At the same time, with this process, the liquid absorption capacity of the cryogel will be higher than that of hydrogels.
What is Hydrogel?
Hydrogels have been defined as hydrophilic, water-insoluble polymeric macromolecules.
They are also known as semi-open network systems consisting of entangled or short chains of varying lengths connected by cross-links [1].
In other words, materials obtained by the polymerization of hydrophilic monomers in the presence of crosslinkers or by cross-linking polymer chains with water-loving structure are called hydrogels[2].It was first reported by Wichterle and Lim in 1960. By definition, for a material to be considered a hydrogel, its water content must constitute at least 10% of the total weight (or volume).
Hydrogels also have a similar degree of flexibility to real tissue due to their high water content [3].
Hydrogels are also found in nature.
For example, bacterial biofilms and vegetative structures are motifs that can be found all over nature and contain high amounts of water.
Gelatin and agar are important materials known to be used in ancient times of human history [4].
When exposed to a thermodynamically suitable solvent (water or any biological fluid), these materials, which can hold a large amount of solvent in their pores or in the interstitial spaces in their structure, can reach their maximum dimensions by swelling completely [1].
Hydrogels undergo a pronounced volume phase transition or gel-sol transition in response to certain physical and chemical stimuli.
These physical stimuli; temperature, electric and magnetic field, solvent content, light intensity and intensity, while chemical (or biochemical) benefits can be listed as pH, presence of ions and special chemicals[3].
In most cases, the conformational changes of the hydrogel are reversible.
In other words, after a reaction in which the stimulus is removed, the hydrogel material can return to its original state.
The response to external stimuli depends on the nature of the monomer in the material, the charge density, the presence of chains, and the degree of cross-links [3].
The hydrophilic nature, water absorption capacity and stiffness of hydrogels depend on the presence of hydrophilic side groups in the main chain (backbone) of the molecule.

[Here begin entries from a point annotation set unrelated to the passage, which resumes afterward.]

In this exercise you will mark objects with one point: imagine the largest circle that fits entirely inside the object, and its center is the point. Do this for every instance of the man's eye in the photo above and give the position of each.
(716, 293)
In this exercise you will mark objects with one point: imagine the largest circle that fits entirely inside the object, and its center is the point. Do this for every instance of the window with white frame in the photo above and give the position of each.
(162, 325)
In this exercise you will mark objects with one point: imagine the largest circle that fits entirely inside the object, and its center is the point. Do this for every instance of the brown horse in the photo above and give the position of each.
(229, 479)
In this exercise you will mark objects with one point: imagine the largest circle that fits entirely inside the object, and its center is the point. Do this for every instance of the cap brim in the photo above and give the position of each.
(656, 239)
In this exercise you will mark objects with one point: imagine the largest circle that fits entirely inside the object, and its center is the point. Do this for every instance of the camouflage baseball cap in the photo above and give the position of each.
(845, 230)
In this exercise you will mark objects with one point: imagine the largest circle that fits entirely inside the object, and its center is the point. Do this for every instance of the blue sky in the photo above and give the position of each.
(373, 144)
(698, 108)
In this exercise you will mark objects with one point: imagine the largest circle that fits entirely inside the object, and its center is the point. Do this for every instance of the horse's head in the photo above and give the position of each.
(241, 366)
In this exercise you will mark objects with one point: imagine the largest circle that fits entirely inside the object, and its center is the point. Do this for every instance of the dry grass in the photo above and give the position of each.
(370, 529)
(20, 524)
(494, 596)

For example, alcohol, carboxylic acid (-COOH), amide (-CONH2), amino (-NH2) and sulfonic acid (-SO3H) groups can be given [1]
The characteristic properties of hydrogels
The characteristic properties of hydrogels, such as desired functionality, reversibility, sterilizability, and biocompatibility, meet both biological and material requirements for tissue/organ therapy and interaction with biological systems [4].

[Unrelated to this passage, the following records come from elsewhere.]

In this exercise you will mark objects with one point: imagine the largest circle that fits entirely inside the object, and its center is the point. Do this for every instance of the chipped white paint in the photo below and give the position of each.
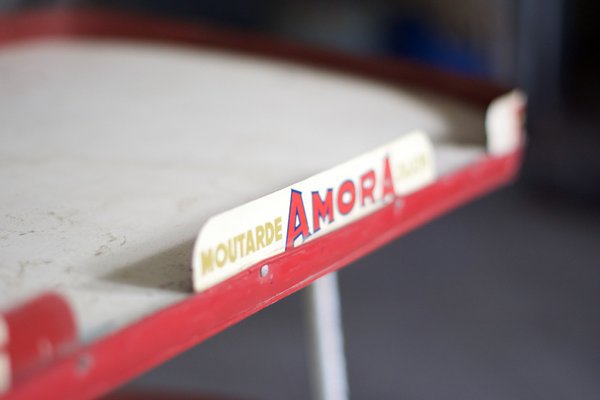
(113, 155)
(504, 123)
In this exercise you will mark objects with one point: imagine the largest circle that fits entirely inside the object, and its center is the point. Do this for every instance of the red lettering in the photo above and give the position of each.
(367, 186)
(297, 213)
(347, 187)
(322, 208)
(388, 182)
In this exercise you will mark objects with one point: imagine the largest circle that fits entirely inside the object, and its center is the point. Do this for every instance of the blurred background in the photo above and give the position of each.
(498, 300)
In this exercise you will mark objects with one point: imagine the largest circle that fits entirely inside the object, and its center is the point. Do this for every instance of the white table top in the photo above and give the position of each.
(113, 155)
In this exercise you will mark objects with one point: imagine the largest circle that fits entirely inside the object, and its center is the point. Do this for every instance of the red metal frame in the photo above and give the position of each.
(96, 368)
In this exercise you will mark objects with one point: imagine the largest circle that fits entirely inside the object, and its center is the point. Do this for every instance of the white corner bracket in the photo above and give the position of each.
(504, 123)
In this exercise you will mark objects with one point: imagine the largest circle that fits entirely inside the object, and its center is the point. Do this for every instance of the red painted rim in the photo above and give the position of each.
(96, 368)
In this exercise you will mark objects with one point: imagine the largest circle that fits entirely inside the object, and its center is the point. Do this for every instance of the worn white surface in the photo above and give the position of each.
(113, 155)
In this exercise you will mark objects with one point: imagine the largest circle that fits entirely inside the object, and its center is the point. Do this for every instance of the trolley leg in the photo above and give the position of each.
(326, 340)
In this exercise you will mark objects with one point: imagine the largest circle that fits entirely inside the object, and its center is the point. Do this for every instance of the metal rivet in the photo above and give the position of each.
(264, 270)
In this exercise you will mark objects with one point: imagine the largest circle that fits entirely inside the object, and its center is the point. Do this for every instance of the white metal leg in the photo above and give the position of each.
(326, 340)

In addition, thanks to these properties, it is possible to use hydrogels in water purification, ion exchange chromatography, oil recovery, sensor industry, immobilized enzyme industry, agriculture, food packaging, pharmacy and biomedical fields.
Despite the advantageous properties such as hydrophilicity, swelling ability, gelability, mechanical strength, porosity, and biocompatibility, hydrogels also have some disadvantageous properties [1].

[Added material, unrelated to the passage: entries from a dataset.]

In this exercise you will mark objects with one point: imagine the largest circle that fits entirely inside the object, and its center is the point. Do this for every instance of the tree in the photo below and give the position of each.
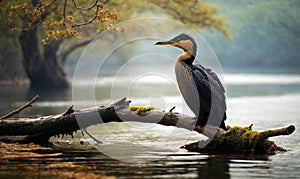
(54, 23)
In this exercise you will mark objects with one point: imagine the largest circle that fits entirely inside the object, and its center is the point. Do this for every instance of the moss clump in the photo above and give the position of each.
(237, 139)
(139, 109)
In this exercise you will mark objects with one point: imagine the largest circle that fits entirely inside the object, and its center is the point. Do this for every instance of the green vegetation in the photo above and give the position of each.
(265, 33)
(237, 139)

Factors such as low solubility, high crystallization, some undesirable mechanical and thermal properties, the presence of unreacted monomers and the use of toxic crosslinkers limit the use of hydrogels.
The biodegradability of the hydrogel depends on the monomer used and the type of bond. For this reason, the biodegradability of hydrogels varies according to the purpose for which they will be used [4].